Treatment of Plantar Fasciitis
Start with plantar fascia-specific stretching exercises combined with calf-muscle stretching, ice massage, and NSAIDs as first-line therapy, with approximately 80% of patients improving within 12 months using conservative measures alone. 1, 2
Initial Conservative Treatment (First 3-6 Months)
The foundation of plantar fasciitis management is non-invasive and should include:
- Regular plantar fascia-specific stretching exercises and calf-muscle stretching to reduce tension on the fascia—this is the cornerstone of treatment 1, 2
- Cryotherapy (ice massage) applied to the affected area to reduce pain and inflammation 1
- NSAIDs for pain and inflammation control, though evidence shows only modest benefits; celecoxib has shown trends toward improved outcomes when combined with other conservative measures 1, 3
- Over-the-counter heel cushions and arch supports for mechanical relief 1
- Activity modification: limit prolonged standing and avoid flat shoes and barefoot walking 1
- Weight loss if indicated to reduce mechanical stress on the plantar fascia 1
- Padding and strapping of the foot for additional support 1
Important Caveats About Common Treatments
Many standard treatments lack strong evidence: night splints and orthoses have not consistently shown benefit over placebo, despite their widespread use 2. Conservative treatment is ultimately effective in approximately 90% of patients, though the natural history of the condition makes it difficult to determine how much improvement is truly due to treatment versus spontaneous resolution 4.
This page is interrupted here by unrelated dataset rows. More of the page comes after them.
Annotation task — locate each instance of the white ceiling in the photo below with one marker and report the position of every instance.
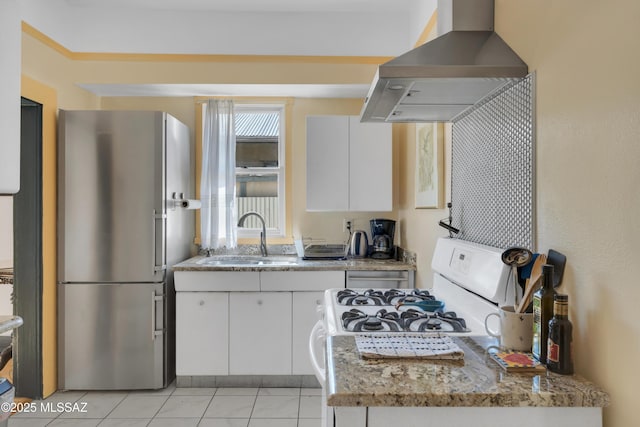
(244, 27)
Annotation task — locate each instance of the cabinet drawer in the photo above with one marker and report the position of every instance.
(217, 281)
(301, 280)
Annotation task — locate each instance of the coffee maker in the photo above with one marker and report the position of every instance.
(382, 231)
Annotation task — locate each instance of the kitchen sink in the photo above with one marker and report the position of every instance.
(248, 260)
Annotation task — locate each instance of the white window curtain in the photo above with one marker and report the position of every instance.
(218, 179)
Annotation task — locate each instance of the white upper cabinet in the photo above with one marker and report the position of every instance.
(10, 33)
(349, 164)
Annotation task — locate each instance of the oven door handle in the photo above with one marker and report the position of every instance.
(317, 340)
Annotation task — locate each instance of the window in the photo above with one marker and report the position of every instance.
(260, 167)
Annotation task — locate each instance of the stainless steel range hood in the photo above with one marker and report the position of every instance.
(439, 80)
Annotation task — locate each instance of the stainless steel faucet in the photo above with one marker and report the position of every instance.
(263, 233)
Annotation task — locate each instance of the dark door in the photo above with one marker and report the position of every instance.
(27, 228)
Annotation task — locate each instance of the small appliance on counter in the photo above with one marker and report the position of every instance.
(310, 249)
(382, 232)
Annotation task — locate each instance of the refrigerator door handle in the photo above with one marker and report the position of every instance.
(162, 266)
(154, 300)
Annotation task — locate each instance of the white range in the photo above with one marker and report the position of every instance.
(469, 282)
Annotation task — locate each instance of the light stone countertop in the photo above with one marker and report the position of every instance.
(295, 263)
(8, 323)
(476, 382)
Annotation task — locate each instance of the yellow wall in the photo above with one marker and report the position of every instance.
(419, 227)
(46, 96)
(585, 55)
(47, 64)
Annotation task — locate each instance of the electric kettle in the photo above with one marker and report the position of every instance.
(359, 244)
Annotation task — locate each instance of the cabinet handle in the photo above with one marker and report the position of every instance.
(155, 299)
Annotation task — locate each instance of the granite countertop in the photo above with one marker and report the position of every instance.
(294, 263)
(475, 382)
(8, 323)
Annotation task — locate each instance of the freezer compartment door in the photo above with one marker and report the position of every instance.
(111, 336)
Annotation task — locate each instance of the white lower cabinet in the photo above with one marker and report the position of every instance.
(260, 333)
(245, 323)
(304, 317)
(202, 333)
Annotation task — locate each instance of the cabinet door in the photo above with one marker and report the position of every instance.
(327, 163)
(10, 36)
(260, 333)
(306, 281)
(370, 169)
(305, 315)
(202, 333)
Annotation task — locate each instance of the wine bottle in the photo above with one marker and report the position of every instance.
(542, 313)
(559, 357)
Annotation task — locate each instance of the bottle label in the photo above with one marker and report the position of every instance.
(537, 325)
(553, 351)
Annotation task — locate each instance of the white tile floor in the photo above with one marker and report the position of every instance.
(177, 407)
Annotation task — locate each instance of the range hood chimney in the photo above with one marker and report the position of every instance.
(439, 80)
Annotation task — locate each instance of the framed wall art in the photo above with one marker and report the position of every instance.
(429, 185)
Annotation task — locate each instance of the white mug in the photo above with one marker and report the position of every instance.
(516, 329)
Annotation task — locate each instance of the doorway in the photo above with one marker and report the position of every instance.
(28, 271)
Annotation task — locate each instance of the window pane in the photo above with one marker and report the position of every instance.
(257, 139)
(258, 193)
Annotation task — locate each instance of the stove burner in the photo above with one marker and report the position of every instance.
(420, 321)
(380, 297)
(357, 321)
(368, 297)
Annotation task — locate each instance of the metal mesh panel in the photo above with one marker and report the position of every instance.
(492, 177)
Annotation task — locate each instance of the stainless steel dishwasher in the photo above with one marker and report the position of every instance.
(386, 279)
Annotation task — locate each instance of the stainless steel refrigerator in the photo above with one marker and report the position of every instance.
(119, 232)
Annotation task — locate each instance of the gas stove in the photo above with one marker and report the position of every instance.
(470, 281)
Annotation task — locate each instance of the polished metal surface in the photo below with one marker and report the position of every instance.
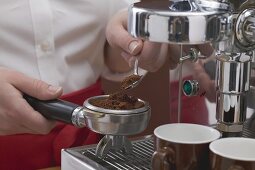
(176, 21)
(233, 72)
(114, 122)
(84, 157)
(229, 25)
(232, 84)
(113, 142)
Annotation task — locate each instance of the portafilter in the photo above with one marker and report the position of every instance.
(114, 124)
(100, 120)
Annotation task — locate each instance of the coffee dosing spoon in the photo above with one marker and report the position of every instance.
(132, 80)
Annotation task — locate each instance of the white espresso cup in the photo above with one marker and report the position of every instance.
(234, 153)
(181, 146)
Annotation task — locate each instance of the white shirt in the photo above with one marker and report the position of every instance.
(58, 41)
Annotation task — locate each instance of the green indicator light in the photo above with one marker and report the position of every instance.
(187, 88)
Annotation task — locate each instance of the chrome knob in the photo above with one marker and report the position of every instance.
(190, 87)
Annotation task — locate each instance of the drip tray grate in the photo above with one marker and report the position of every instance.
(139, 159)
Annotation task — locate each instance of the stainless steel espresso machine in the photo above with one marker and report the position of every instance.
(227, 25)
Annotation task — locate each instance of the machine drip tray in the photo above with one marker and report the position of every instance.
(140, 159)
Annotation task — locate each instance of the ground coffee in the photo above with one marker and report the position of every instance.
(117, 101)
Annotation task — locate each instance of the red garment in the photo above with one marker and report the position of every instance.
(30, 152)
(194, 109)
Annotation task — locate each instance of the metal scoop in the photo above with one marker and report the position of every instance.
(132, 80)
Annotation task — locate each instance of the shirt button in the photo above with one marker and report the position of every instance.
(45, 46)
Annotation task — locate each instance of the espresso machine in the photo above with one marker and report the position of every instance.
(229, 27)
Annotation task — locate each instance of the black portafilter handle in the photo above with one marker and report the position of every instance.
(56, 109)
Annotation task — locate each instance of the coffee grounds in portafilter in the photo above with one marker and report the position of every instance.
(117, 101)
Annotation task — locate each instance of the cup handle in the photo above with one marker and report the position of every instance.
(164, 159)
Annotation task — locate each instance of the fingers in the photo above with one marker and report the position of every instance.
(117, 35)
(17, 116)
(33, 87)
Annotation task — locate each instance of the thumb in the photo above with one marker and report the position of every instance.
(34, 87)
(117, 35)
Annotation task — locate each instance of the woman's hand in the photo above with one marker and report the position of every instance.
(151, 55)
(16, 115)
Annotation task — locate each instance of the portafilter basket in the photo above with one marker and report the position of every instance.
(100, 120)
(114, 124)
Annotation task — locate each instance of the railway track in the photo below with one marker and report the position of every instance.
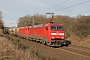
(70, 50)
(79, 51)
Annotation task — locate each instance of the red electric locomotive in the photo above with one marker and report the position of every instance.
(48, 34)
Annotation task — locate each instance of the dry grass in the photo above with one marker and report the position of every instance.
(8, 51)
(84, 42)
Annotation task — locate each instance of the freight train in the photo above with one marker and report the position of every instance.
(48, 34)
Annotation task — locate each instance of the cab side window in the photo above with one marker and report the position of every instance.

Treatment for Refractory Cases (After 3-6 Months)
When initial conservative measures fail after 3 months:
- Consider ultrasonography as a reasonable and inexpensive diagnostic tool to confirm the diagnosis and assess severity 2
- For severe, disabling cases that significantly impact quality of life and function, TNF inhibitors should be considered per the GRAPPA Treatment Recommendations Committee 1
- Noninvasive interactive neurostimulation (NIN) has shown superior results compared to extracorporeal shock wave therapy in chronic resistant cases, with >90% patient satisfaction 5
- Corticosteroid injections may be considered, though evidence is limited 2
- Extracorporeal shock wave therapy is an option, though evidence for efficacy is lacking 2
Surgical Intervention (Last Resort)
Refer to a podiatric foot and ankle surgeon for recalcitrant cases that continue to have pain limiting activity and function despite exhausting all nonoperative treatment options 1, 2
- Endoscopic fasciotomy may be required for patients who fail all conservative measures 2
- Complete plantar fascia release through a medial longitudinal incision with resection of prominent heel spurs has shown satisfactory results in approximately 89% of surgical cases (24 of 27 patients) 6
- Surgery should only be considered after at least 12 months of failed conservative treatment 2, 4
Clinical Pitfall to Avoid
Do not rush to invasive treatments—with proper conservative treatment, 80% of patients improve within 12 months 2. The condition is not truly inflammatory (plantar fasciopathy is more accurate), so aggressive anti-inflammatory strategies alone are insufficient 2.